THEOS-2
- Mission type: Earth Observation
- Operator: GISTDA
- COSPAR ID: 2023-155A
- SATCAT no.: 58016

Spacecraft properties
- Manufacturer: Airbus Defence and Space

Start of mission
- Launch date: 9 October 2023
- Rocket: Vega
- Launch site: Guiana Space Centre
- Contractor: Arianespace

Orbital parameters
- Reference system: Geocentric
- Regime: Sun-synchronous, LEO
- Eccentricity: ≈0

= THEOS-2 =

Thai Earth observation satellite launched in 2023

THEOS-2 (Thailand Earth Observation System-2), is a Thai Earth observation satellite. The satellite would be capable of observing Earth's surface with a resolution of up to 50cm, and covering about 74,000 square kilometers per day. THEOS-2 was launched by a Vega rocket from Guiana Space Centre in French Guiana on 9 October 2023.
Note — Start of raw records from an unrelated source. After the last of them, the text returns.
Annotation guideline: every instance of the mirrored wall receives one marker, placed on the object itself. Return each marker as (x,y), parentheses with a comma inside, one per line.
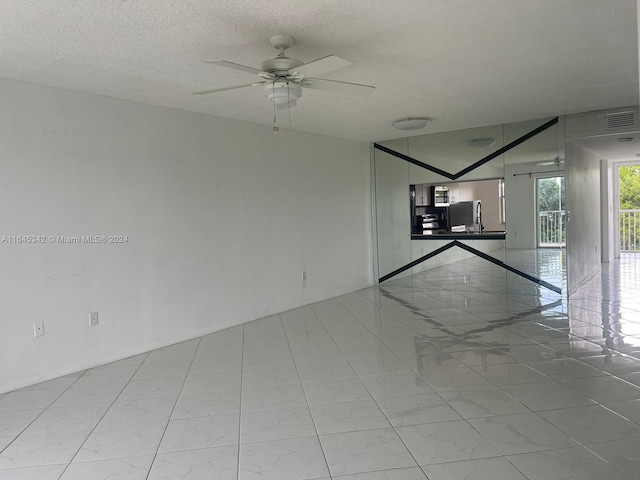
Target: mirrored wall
(445,198)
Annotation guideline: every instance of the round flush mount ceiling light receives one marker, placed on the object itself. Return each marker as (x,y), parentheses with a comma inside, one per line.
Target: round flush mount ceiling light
(481,142)
(411,123)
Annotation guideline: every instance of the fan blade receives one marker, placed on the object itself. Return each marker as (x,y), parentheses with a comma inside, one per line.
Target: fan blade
(338,87)
(235,66)
(216,90)
(322,65)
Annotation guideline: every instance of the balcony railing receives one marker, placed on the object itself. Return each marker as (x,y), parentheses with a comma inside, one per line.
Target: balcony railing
(551,228)
(629,230)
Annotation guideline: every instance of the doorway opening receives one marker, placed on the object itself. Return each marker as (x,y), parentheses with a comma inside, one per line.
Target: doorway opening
(551,220)
(629,207)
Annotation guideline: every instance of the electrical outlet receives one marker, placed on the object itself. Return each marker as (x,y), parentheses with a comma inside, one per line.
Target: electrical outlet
(38,329)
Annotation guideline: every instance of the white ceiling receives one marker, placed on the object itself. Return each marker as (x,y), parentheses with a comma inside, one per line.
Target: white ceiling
(463,63)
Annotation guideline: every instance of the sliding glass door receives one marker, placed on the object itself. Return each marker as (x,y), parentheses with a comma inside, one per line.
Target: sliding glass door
(551,224)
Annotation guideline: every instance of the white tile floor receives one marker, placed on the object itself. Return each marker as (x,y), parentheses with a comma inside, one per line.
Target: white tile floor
(464,372)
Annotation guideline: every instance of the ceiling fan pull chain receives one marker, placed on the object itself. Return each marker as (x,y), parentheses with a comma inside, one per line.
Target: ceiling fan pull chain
(276,129)
(289,105)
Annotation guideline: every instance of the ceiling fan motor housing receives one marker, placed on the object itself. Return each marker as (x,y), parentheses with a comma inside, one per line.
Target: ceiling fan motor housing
(280,66)
(283,92)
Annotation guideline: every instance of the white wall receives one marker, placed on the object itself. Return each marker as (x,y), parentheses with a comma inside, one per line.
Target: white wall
(583,210)
(222,218)
(607,188)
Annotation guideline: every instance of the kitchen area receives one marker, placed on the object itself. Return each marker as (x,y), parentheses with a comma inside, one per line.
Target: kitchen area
(457,210)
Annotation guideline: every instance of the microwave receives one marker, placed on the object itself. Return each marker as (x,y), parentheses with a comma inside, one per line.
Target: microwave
(440,196)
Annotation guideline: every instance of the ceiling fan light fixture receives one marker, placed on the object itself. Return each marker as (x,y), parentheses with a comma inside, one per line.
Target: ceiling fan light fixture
(283,93)
(481,142)
(411,123)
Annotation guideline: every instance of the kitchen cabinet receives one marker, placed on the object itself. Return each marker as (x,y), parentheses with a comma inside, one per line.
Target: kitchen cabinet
(422,195)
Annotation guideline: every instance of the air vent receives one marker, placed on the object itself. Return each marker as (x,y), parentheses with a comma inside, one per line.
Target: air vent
(621,120)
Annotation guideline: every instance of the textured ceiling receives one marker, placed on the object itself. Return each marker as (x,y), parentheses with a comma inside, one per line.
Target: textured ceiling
(464,63)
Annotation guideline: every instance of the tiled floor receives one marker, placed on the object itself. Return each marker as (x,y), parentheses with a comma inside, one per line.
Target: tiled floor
(464,372)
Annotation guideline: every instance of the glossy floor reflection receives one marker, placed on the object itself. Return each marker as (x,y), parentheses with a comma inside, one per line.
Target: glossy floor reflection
(462,372)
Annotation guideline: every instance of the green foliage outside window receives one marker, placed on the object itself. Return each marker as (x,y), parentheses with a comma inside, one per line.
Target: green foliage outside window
(552,229)
(629,200)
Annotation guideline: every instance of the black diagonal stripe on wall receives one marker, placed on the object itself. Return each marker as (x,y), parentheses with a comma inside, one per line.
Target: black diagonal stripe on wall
(409,159)
(480,254)
(479,163)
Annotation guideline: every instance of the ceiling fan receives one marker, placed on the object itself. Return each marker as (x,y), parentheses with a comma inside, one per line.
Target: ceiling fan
(283,78)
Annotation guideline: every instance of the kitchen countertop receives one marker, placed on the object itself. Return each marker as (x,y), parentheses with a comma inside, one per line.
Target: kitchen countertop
(445,235)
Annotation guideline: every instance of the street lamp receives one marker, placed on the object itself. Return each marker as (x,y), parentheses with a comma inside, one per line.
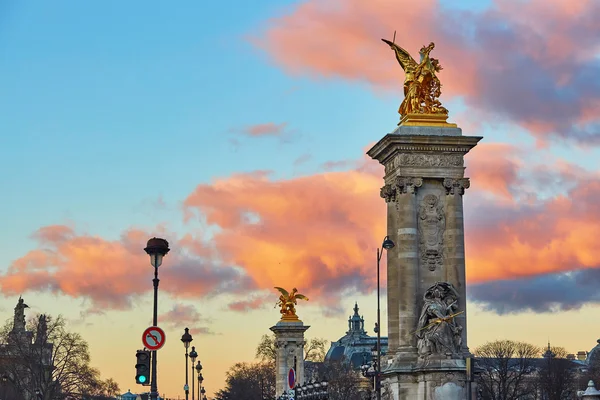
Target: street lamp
(198,369)
(387,244)
(156,248)
(186,339)
(193,356)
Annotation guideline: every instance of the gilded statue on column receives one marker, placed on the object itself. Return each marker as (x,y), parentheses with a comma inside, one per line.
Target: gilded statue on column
(287,302)
(422,88)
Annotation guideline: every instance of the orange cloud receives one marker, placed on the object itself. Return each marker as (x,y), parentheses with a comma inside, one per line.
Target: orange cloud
(315,232)
(108,271)
(267,129)
(319,233)
(494,168)
(529,62)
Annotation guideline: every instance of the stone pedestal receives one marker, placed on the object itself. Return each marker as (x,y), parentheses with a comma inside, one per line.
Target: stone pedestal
(424,184)
(289,341)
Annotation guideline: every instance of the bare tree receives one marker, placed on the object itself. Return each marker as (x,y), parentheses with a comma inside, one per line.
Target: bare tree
(505,369)
(344,383)
(556,379)
(314,349)
(249,381)
(49,361)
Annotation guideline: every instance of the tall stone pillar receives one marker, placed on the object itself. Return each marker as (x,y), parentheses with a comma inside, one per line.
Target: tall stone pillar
(289,341)
(424,184)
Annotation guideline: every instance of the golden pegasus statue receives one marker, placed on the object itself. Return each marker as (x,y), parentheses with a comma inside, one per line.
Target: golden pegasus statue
(422,88)
(287,302)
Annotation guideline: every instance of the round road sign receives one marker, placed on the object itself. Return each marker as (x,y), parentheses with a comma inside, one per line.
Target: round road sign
(153,338)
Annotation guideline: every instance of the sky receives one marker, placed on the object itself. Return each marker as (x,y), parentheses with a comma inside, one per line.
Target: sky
(237,131)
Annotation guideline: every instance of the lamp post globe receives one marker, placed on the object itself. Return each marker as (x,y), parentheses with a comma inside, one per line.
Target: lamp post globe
(186,338)
(156,248)
(193,356)
(387,243)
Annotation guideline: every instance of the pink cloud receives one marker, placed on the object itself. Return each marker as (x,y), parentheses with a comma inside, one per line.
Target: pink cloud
(530,62)
(318,233)
(266,129)
(108,271)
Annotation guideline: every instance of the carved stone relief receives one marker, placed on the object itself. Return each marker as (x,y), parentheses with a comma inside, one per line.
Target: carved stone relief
(432,224)
(442,337)
(402,185)
(408,184)
(456,186)
(427,160)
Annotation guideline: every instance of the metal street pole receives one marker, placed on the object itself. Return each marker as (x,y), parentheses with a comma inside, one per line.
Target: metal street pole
(378,377)
(154,384)
(386,244)
(156,248)
(187,391)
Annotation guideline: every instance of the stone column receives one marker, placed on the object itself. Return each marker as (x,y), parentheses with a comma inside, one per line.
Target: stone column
(454,247)
(407,264)
(289,341)
(424,183)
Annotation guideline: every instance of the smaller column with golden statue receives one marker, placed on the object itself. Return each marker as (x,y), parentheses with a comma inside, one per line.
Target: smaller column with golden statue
(289,341)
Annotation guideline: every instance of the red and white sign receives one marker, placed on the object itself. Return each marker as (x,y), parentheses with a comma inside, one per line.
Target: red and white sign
(291,378)
(153,338)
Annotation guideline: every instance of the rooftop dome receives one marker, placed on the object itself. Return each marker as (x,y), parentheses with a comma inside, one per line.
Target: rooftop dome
(594,354)
(355,346)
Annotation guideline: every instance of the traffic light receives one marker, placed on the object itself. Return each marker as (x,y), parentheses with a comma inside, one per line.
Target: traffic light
(142,367)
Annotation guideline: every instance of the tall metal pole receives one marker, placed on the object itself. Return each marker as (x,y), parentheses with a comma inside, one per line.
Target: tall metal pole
(187,390)
(154,384)
(378,376)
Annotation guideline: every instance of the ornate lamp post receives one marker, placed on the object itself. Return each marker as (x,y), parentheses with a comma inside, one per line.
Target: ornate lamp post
(186,339)
(156,248)
(387,244)
(193,356)
(200,388)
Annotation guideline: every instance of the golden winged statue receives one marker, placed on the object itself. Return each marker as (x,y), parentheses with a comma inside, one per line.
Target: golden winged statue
(422,88)
(287,302)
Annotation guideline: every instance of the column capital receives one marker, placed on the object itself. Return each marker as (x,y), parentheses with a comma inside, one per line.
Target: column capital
(408,184)
(401,185)
(456,186)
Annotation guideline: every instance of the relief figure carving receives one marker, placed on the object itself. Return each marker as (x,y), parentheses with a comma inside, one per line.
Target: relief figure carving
(428,160)
(437,330)
(456,186)
(432,223)
(408,184)
(388,192)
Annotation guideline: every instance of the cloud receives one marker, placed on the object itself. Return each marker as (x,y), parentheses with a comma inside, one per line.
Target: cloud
(529,62)
(108,271)
(545,293)
(181,315)
(557,234)
(252,303)
(311,232)
(319,233)
(266,129)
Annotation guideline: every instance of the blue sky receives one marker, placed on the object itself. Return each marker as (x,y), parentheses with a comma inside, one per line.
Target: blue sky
(113,112)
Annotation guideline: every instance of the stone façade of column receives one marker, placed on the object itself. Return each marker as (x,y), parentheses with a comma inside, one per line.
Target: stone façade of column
(289,341)
(424,184)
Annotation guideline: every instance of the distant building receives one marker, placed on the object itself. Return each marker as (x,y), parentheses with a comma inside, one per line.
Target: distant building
(355,346)
(19,342)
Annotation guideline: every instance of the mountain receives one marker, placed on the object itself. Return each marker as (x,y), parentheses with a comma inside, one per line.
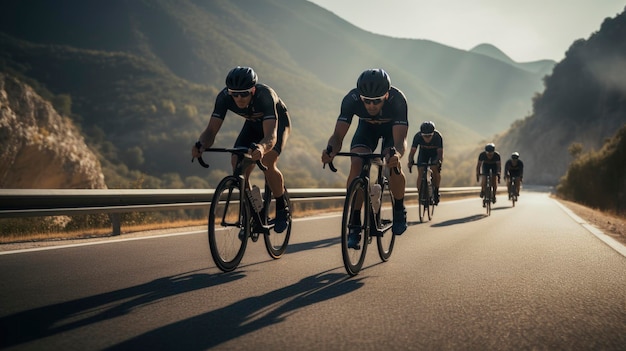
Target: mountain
(583,104)
(541,67)
(141,77)
(38,148)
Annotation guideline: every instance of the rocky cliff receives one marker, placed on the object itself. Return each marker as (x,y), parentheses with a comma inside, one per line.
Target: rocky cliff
(39,149)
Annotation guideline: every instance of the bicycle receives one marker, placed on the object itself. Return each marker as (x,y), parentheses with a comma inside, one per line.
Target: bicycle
(513,190)
(426,191)
(234,218)
(489,193)
(367,209)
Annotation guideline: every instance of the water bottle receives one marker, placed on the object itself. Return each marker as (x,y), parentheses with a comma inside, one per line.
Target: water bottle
(375,196)
(429,180)
(255,198)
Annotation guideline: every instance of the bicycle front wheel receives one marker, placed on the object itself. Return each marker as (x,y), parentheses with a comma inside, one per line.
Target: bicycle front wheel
(385,239)
(229,224)
(354,236)
(424,203)
(276,243)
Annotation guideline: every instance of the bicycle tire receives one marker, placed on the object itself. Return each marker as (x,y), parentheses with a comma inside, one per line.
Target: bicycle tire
(275,243)
(424,200)
(385,240)
(487,198)
(353,258)
(229,224)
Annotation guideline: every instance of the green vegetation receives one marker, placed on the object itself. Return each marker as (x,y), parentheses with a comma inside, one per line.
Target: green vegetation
(598,178)
(139,79)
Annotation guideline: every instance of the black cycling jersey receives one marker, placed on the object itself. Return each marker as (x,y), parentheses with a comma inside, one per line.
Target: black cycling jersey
(427,150)
(372,128)
(394,111)
(265,104)
(489,163)
(514,170)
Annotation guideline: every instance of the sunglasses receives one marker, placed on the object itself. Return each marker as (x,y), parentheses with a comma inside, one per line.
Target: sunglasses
(374,101)
(239,93)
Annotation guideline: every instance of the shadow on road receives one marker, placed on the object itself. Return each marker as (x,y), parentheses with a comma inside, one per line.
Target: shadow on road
(460,220)
(246,316)
(53,319)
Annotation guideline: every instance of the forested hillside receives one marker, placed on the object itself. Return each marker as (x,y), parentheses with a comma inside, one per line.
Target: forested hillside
(139,77)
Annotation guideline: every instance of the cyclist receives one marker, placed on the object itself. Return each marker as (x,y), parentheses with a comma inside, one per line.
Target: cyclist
(488,160)
(267,124)
(430,142)
(514,167)
(382,111)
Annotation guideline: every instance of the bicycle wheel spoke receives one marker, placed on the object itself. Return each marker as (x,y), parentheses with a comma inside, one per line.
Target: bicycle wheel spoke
(227,233)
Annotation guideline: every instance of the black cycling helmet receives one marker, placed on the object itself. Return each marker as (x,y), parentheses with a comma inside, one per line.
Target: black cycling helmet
(427,127)
(373,83)
(241,78)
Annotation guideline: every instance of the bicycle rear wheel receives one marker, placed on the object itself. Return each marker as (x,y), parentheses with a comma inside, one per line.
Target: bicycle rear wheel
(275,243)
(424,202)
(385,239)
(488,195)
(355,220)
(229,225)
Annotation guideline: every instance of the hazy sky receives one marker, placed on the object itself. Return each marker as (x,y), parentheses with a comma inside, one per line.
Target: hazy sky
(525,30)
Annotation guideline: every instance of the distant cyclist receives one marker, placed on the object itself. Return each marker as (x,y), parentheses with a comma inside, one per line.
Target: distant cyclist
(488,160)
(267,124)
(430,143)
(382,111)
(514,167)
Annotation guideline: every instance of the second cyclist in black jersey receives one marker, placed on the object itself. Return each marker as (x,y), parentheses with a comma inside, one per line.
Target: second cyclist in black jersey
(267,125)
(382,112)
(430,143)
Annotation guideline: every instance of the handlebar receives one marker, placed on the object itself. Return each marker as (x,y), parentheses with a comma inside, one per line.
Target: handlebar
(422,164)
(239,151)
(365,156)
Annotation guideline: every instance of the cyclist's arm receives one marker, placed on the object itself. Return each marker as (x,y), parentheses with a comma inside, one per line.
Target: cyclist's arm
(269,139)
(336,139)
(399,132)
(207,138)
(412,155)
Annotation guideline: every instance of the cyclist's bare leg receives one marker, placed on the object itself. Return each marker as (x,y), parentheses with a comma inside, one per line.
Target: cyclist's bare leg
(436,176)
(356,165)
(274,177)
(483,182)
(420,170)
(397,183)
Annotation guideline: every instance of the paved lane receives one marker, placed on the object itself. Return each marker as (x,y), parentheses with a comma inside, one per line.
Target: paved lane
(527,277)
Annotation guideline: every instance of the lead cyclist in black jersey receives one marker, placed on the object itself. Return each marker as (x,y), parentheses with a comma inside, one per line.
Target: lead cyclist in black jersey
(382,111)
(267,125)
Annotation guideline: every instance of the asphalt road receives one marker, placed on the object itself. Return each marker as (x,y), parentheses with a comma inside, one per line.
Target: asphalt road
(528,277)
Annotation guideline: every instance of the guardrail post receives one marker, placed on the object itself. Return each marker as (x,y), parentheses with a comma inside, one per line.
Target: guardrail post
(116,222)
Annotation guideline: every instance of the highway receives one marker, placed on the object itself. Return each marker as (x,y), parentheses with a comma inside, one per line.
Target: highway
(525,278)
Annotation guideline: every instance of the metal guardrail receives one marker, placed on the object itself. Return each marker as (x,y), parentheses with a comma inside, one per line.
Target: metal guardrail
(55,202)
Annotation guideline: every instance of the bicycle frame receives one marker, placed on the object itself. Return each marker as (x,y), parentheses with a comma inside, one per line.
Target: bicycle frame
(229,229)
(373,223)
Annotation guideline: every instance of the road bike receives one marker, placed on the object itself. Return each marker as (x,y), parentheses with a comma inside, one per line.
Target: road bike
(426,191)
(367,212)
(234,218)
(513,190)
(490,193)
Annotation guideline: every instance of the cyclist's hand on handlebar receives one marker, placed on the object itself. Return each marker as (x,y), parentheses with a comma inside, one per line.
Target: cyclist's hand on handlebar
(256,152)
(196,150)
(327,156)
(393,161)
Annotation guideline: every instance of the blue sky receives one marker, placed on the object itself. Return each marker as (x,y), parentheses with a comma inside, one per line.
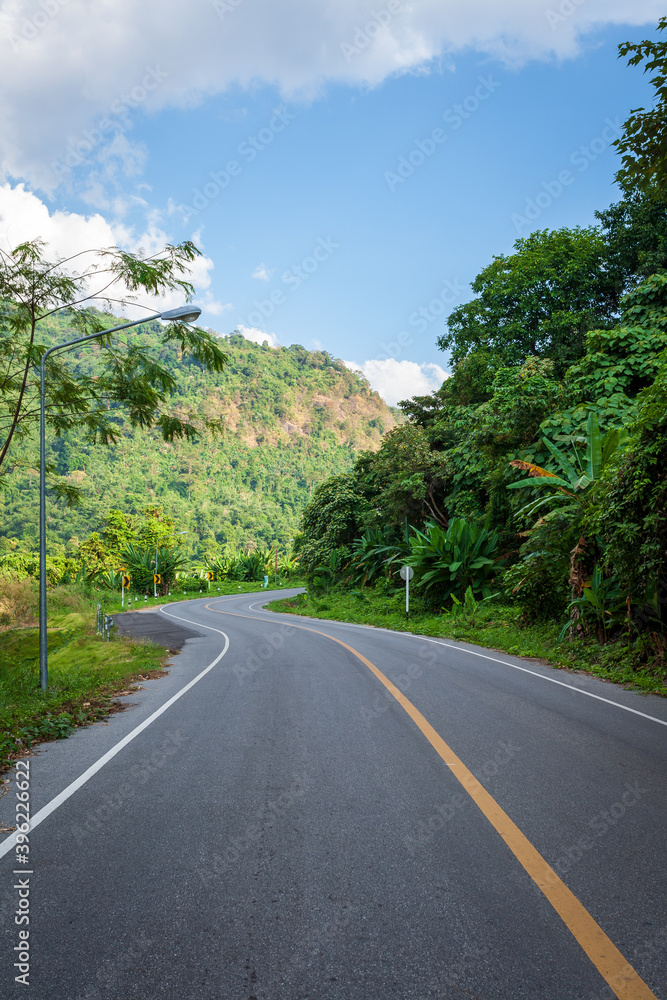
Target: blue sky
(339,203)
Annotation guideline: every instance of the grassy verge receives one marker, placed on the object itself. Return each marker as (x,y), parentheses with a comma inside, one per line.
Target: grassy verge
(85,674)
(111,602)
(495,626)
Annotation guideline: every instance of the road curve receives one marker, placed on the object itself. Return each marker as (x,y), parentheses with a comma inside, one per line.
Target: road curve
(308,809)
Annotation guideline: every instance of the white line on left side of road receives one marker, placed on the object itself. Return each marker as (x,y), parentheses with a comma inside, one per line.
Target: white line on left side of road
(66,793)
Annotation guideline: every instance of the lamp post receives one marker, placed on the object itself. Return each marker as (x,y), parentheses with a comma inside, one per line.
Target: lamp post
(157,542)
(186,314)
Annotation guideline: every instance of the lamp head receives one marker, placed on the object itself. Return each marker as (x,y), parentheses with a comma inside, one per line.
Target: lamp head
(186,314)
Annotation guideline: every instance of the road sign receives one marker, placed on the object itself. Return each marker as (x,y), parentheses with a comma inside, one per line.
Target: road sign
(407,573)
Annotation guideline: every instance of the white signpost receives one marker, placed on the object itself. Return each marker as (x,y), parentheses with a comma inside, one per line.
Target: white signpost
(407,573)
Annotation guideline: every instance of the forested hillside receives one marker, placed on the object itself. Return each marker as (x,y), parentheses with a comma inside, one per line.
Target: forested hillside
(288,418)
(535,477)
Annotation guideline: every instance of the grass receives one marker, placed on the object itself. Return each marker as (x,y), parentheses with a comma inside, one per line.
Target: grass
(85,673)
(495,626)
(111,601)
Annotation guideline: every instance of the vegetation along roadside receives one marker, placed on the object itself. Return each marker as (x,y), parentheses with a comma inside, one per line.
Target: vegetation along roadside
(491,625)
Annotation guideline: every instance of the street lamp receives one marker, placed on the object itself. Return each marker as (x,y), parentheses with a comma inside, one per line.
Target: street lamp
(186,314)
(157,542)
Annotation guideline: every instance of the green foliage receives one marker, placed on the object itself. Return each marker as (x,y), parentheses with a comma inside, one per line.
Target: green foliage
(244,566)
(373,555)
(292,418)
(330,523)
(540,300)
(636,231)
(643,145)
(577,471)
(141,565)
(631,502)
(496,625)
(602,603)
(447,562)
(33,291)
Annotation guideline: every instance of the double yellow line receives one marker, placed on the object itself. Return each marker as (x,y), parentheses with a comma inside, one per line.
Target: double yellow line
(603,953)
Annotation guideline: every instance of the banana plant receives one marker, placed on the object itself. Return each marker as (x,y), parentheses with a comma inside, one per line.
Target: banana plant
(570,484)
(371,554)
(602,604)
(140,564)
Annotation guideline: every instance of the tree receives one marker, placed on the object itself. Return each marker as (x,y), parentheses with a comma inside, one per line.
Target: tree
(34,291)
(643,145)
(636,231)
(332,519)
(541,300)
(632,510)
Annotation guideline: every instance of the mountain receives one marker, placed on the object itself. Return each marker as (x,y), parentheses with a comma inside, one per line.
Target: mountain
(290,418)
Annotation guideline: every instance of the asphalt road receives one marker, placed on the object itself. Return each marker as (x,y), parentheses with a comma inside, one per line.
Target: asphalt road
(332,811)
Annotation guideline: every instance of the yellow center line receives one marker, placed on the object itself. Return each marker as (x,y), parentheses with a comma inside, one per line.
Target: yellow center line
(603,953)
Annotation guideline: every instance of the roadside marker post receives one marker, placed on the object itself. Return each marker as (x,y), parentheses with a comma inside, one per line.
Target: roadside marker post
(407,573)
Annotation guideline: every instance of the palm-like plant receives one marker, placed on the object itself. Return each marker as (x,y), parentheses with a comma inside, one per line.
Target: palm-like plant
(140,564)
(447,563)
(371,554)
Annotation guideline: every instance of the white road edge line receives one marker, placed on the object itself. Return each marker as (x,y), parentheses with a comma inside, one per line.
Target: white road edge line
(494,659)
(39,817)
The THEOS-2A small satellite, lost in the PSLV-C62 launch accident in 2026, was planned to be part of the GISTDA's Development Survey Satellite System Project (โครงการระบบดาวเทียมสำรวจเพื่อการพัฒนา) together with THEOS-2. Following THEOS-2, Thailand intends to build the THEOS-3 satellite completely domestically.